Accordingly, the spatial characteristics of architecture became the primary focus of Le Corbusier’s thinking, with materials, scale, structure and specification each serving the spatial priority of experience and practicality. These principles and logic have continued to inform the development of 20C architecture in terms of scale, materials, economy and possibility.

The consideration of architecture as a cultural form is nearly always concerned, with the outward appearance of buildings. Le Corbusier shows us that this is misguided. The outward appearance of buildings is very nearly their least interesting characteristic. The consideration of space, structure, scale and specification in relation to buildings is helpful to understanding how form, function and experience are related. This arrangements of ideas is also suggestive of an architecture without buildings and a focus of interactions and outcomes as an expression of architectural practice.

By a happy co-incidence, the three master architects of the modern movement each focussed their efforts on one of these characteristics; Le Corbusier on space, Water Gropius of structure, and Mies on the elegant details and alignment of specification.

Each of these masters, and the architectural profession generally, have often been identified as megalomaniacal egomaniacs.
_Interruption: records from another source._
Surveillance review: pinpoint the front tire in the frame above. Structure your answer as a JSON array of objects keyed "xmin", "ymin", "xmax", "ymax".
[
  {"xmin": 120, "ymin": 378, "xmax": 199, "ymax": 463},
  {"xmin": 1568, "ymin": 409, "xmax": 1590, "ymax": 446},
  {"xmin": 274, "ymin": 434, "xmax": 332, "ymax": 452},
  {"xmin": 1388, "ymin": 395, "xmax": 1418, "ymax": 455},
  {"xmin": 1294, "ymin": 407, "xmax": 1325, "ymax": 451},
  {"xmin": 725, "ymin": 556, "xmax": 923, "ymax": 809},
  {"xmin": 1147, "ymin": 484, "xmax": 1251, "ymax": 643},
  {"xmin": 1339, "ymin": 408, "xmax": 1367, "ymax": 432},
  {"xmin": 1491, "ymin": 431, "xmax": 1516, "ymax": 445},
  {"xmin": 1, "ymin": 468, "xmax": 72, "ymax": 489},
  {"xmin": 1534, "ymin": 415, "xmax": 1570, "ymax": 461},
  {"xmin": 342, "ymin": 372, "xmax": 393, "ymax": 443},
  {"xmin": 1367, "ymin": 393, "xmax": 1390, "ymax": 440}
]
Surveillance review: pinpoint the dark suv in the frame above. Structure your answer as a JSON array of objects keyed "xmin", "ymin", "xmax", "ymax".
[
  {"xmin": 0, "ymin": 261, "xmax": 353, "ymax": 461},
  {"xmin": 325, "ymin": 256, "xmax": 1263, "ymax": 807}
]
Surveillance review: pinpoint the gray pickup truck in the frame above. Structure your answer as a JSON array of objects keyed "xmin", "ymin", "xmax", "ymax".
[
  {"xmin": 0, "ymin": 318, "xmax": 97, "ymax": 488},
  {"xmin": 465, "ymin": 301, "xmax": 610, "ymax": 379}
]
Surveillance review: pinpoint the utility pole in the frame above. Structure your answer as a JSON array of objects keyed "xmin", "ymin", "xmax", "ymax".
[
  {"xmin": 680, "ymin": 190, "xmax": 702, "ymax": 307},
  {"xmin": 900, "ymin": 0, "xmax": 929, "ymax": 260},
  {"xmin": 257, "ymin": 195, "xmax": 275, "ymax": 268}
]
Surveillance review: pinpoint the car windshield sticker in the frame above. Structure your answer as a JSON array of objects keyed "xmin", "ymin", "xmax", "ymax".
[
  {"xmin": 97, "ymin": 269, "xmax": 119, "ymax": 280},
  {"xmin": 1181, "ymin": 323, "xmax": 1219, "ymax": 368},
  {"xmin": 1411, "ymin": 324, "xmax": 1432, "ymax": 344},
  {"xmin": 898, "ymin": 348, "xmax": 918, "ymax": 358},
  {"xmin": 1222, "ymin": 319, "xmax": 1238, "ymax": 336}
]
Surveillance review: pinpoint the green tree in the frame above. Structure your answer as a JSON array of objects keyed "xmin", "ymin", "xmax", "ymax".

The dom-ino concept provides a significant and alternative example to this narrative. Le Corbusier idea has become the template for grand-designs, but also for non-architect designed housing across the suburbs and the global south. The dom-ino has become the default structure across Africa, Asia and Latin-America.

Architecture without Buildings...

The eccentric and non-planned combination of simple structural dom-ino elements provides the frame for a wider social ecology that reminds us of John Conway’s Game of Life and of the combinational potential in Deleuzian desiring-machines as exemplars of co-design.

The modern world shapes identity through perception and cognition in relation to the systems and structures of machine philosophy. This is experienced through social relations and by the objects that surround us and in which we invest meaning and memory...

My own interests are in the the expression of the modern world as floating (dynamic) signs in space. I'm mostly interested in the historical and material iteration of these signs in relation to the acceleration of modern life. I love the idea of digital, but I'm skeptical of the emotional potential of the digital realm; at least compared with the memory and feeling that we attach to print culture.

Actual buildings are almost the least of it.